On Thin Air Reads: Towards an Event Structures Model of Relaxed Memory

TL;DR

This paper introduces a new event structures model called well-justification for relaxed memory, balancing between overly weak and overly strict criteria, ensuring correctness and safety in concurrent executions.

Contribution

It proposes the well-justification concept, a middle ground model for relaxed memory that supports compiler optimizations while avoiding thin-air reads.

Findings

Well-justified configurations satisfy the DRF theorem.

Rely-guarantee reasoning is sound for well-justified configurations.

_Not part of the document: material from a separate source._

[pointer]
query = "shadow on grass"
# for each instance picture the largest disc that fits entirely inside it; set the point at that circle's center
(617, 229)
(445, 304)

Type-safety is maintained in well-justified configurations.

Abstract

To model relaxed memory, we propose confusion-free event structures over an alphabet with a justification relation. Executions are modeled by justified configurations, where every read event has a justifying write event. Justification alone is too weak a criterion, since it allows cycles of the kind that result in so-called thin-air reads. Acyclic justification forbids such cycles, but also invalidates event reorderings that result from compiler optimizations and dynamic instruction scheduling. We propose the notion of well-justification, based on a game-like model, which strikes a middle ground. We show that well-justified configurations satisfy the DRF theorem: in any data-race free program, all well-justified configurations are sequentially consistent. We also show that rely-guarantee reasoning is sound for well-justified configurations, but not for justified configurations. For example, well-justified configurations are type-safe. Well-justification allows many, but not all reorderings performed by relaxed memory. In particular, it fails to validate the commutation of independent reads. We discuss variations that may address these shortcomings.